Cuánto tiempo puede tardar una persona recuperarse de coronavirus

  • Recuperarse del coronavirus puede llevar bastante tiempo y dependerá de varios aspectos, como por ejemplo, lo enferma que esté la persona. 
  • Entonces, no tardará lo mismo en recuperarse una persona que manifieste síntomas leves a otra que requiera de cuidados intensivos. 

Recuperarse del coronavirus puede llevar bastante tiempo y dependerá de varios aspectos, como por ejemplo, lo enferma que esté la persona. 

Si bien es cierto que algunos pacientes lo pasarán rápidamente, a otros les costará más tiempo recuperarse, e incluso pueden presentar problemas de salud duraderos. 

La edad, el sexo y tener patologías previas son factores de riesgo y aumentan las posibilidades de que el COVID-19 actué de manera más grave. Así, cuanto más invasivo sea el tratamiento y cuanto más tiempo dure más larga será la recuperación.

Obviamente, no tardará lo mismo en recuperarse una persona que manifieste síntomas leves a otra que requiera de cuidados intensivos. 

La mayoría de las personas infectadas de coronavirus se limitarán a presentar 2 síntomas principales: tos o fiebre. Adicional a ellos podrán experimentar dolores corporales, fatiga, dolor de garganta y dolor de cabeza. 

Sin embargo, el tratamiento para estos síntomas consiste en reposo en cama, abundantes líquidos y medicamentos como el paracetamol. 
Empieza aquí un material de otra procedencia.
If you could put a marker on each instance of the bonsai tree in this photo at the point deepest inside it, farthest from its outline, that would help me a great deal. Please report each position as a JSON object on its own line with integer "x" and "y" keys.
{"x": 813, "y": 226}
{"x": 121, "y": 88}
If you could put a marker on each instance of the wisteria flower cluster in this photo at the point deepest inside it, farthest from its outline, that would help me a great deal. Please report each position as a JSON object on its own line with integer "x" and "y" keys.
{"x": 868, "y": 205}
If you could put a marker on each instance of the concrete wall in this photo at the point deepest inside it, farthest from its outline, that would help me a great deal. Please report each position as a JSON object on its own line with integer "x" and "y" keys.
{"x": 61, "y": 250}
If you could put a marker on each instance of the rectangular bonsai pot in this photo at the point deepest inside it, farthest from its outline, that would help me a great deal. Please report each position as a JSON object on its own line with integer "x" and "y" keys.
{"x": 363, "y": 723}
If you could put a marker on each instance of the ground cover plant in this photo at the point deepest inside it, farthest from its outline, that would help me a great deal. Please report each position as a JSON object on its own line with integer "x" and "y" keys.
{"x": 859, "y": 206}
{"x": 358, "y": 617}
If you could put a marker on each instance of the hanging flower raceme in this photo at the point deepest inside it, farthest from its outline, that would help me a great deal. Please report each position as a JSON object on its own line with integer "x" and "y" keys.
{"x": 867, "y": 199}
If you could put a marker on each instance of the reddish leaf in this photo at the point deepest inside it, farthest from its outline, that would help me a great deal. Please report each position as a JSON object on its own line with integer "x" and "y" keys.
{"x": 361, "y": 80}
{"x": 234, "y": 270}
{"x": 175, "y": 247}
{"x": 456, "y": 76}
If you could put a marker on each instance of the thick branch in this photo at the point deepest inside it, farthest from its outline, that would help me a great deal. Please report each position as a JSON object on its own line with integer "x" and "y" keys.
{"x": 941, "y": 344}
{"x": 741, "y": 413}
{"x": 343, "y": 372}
Así, aquellos que presenten síntomas leves podrán optar por una recuperación rápida. Según un estudio de la OMS se necesitan alrededor de 2 semanas, en promedio, para recuperarse.

En estos casos, la fiebre desaparecerá en menos de una semana. No obstante, la tos puede persistir un poco más. 

Pero si se trata de síntomas más graves, el tiempo de recuperación podría oscilar entre las 2 y las 8 semanas. 

Los pacientes que experimenten síntomas más fuertes lo notarán entre 7 y 10 días después de la infección. Entonces, la respiración se dificultará con el tiempo y los pulmones se inflamarán. 

Según la BBC, esto se debe a que el sistema inmunológico está intentando combatir el virus. Sin embargo, está reaccionando en exceso provocando que el cuerpo experimente daños colaterales.

Algunos de estos pacientes necesitan acudir al hospital para que se les proporcione oxígeno, por lo tanto, el tiempo de recuperación será mayor. 

Por último, están las personas que requieren de cuidados intensivos. Según la OMS, 1 de cada 20 infectados necesitan de este tipo de tratamiento que puede incluir sedación y la incorporación de un respirador. 

Indiferentemente de la enfermedad que se padezca, requiere tiempo recuperarse de cualquier episodio en el que se haya necesitado acudir a una unidad de cuidados intensivos.  Así, de acuerdo con lo recogido por la BBC, puede llevar entre 12 y 18 meses volver a la normalidad después de esto.  En este caso, es normal que los pacientes se debiliten y los músculos tardarán en volver a formarse. 

Esto se debe a que pasar mucho tiempo en una cama de hospital provoca una pérdida de masa muscular. Incluso, algunas personas necesitarán fisioterapia para volver a caminar.

Hay casos en los que el delirio y los trastornos psicológicos pueden ser algunas de las secuelas que trae consigo estar en cuidados intensivos.

Según informes de China e Italia la debilidad en todo el cuerpo se extiende y, tanto la falta de aliento como la tos, persisten. 

Cada persona es diferente y sus procesos de recuperación también lo son. Mientras que algunos pasan periodos de tiempo cortos en cuidados intensivos, otros requieren de atención médica inmediata durante semanas. 

Los curados podrían desarrollar anticuerpos

Aunque aún no hay pruebas concluyentes, varios estudios científicos apuntan a la generación de anticuerpos capaces de neutralizar la enfermedad por parte de las personas que la padecen, lo que abre la posibilidad de poder desarrollar vacunas eficaces.

Las autoridades chinas realizaron un estudio con varios monos a los que se les inoculó el SARS-CoV-2 y descubrieron que, tras recuperarse de la patología, los animales supervivientes no volvían a contraerla. Estos hallazgos se han corroborado en otros dos modelos con simios y ratones transgénicos.